Thousands of providers have closed since the pandemic, cutting the number of child care slots available for California families by tens of thousands, according to an estimate from the union Child Care Providers United.
Bay Area man who sent menacing email to McConnell can be criminally charged, appeals court rules
The Chronicle, BOB EGELKO: "A Bay Area man who told then-Senate Majority Leader Mitch McConnell, in an anonymous 2018 email, that "the resistance is coming to DC to slash your throat" can be charged with making a criminal threat, a federal appeals court ruled Monday.
The charge against Howard Weiss had been dismissed last year by U.S. District Judge Stephen Breyer of San Francisco, who said the email and other messages to McConnell were “vile and repugnant” but were not direct threats, just predictions that someone else would harm the Republican leader.
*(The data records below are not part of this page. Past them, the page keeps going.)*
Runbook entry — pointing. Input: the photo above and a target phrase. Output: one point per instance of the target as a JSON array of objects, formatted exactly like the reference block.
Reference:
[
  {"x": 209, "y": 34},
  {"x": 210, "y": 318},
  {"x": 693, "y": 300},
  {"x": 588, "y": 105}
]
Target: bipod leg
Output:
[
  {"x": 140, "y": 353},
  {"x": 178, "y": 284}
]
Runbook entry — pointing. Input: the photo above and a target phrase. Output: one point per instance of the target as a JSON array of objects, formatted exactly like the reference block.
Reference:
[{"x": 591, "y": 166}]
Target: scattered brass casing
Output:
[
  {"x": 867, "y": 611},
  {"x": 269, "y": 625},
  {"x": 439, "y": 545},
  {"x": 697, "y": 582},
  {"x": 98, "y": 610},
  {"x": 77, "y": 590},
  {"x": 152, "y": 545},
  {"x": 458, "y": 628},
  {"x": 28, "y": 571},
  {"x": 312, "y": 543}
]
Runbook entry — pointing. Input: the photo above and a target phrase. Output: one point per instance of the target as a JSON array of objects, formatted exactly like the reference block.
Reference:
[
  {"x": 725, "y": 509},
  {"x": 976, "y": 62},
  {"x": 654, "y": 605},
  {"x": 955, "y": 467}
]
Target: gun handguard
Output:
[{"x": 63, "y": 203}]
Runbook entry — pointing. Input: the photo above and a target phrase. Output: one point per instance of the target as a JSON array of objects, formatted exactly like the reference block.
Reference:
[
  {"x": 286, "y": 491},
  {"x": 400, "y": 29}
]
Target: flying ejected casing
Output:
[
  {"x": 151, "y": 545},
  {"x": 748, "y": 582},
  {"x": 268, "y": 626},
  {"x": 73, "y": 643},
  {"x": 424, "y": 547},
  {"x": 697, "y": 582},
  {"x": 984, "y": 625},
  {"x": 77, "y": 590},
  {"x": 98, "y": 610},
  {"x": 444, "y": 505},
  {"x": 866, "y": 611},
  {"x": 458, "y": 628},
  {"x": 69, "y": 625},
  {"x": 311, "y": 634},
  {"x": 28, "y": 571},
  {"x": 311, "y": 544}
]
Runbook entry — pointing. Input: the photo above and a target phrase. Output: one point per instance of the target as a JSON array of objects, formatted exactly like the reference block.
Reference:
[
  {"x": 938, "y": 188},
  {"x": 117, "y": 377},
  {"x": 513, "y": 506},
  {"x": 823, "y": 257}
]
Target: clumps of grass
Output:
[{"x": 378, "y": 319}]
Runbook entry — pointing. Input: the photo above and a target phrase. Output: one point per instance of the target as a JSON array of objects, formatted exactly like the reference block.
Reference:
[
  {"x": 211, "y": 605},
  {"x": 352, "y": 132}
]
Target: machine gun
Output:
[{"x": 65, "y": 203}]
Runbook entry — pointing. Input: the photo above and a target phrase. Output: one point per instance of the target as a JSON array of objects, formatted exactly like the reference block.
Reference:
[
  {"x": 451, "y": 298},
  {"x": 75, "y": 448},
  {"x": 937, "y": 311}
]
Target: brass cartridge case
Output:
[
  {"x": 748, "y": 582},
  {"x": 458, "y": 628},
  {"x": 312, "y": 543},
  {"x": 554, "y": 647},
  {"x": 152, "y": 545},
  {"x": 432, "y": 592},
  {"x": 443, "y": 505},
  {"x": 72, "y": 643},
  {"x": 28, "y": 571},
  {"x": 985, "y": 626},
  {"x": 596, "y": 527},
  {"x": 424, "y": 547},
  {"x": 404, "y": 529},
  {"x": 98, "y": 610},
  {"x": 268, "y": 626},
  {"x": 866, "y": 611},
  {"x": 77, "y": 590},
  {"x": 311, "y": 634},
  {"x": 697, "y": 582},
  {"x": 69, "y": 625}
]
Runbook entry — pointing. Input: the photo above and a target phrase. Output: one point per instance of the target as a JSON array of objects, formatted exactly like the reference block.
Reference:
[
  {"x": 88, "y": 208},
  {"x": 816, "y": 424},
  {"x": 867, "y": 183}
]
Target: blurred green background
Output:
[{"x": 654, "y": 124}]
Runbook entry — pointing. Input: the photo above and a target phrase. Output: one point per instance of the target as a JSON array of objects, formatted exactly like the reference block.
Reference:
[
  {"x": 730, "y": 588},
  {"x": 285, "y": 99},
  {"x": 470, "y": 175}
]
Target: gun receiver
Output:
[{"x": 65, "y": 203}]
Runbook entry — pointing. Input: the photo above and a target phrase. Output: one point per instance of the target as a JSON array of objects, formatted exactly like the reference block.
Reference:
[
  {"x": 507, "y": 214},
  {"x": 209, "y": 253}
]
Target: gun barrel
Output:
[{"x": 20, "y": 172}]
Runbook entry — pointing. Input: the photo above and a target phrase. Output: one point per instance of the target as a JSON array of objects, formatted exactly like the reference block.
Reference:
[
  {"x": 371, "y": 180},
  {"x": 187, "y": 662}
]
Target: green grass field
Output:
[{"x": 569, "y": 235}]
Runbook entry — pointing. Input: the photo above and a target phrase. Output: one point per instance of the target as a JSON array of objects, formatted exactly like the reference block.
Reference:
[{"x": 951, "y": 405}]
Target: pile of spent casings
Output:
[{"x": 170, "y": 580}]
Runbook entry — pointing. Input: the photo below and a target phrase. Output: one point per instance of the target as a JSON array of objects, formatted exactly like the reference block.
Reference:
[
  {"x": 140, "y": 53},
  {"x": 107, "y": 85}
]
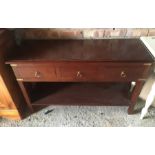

But the Ninth U.S. Circuit Court of Appeals said a jury could reasonably conclude that Weiss himself was threatening McConnell.
The 2018 message “was likely to engender a fear of violence by describing when and how the threat would be carried out,” the three-judge panel said. It said the email, sent through a form on McConnell’s website, was “personally directed” at McConnell, whose staff reported the message to law enforcement as a threat."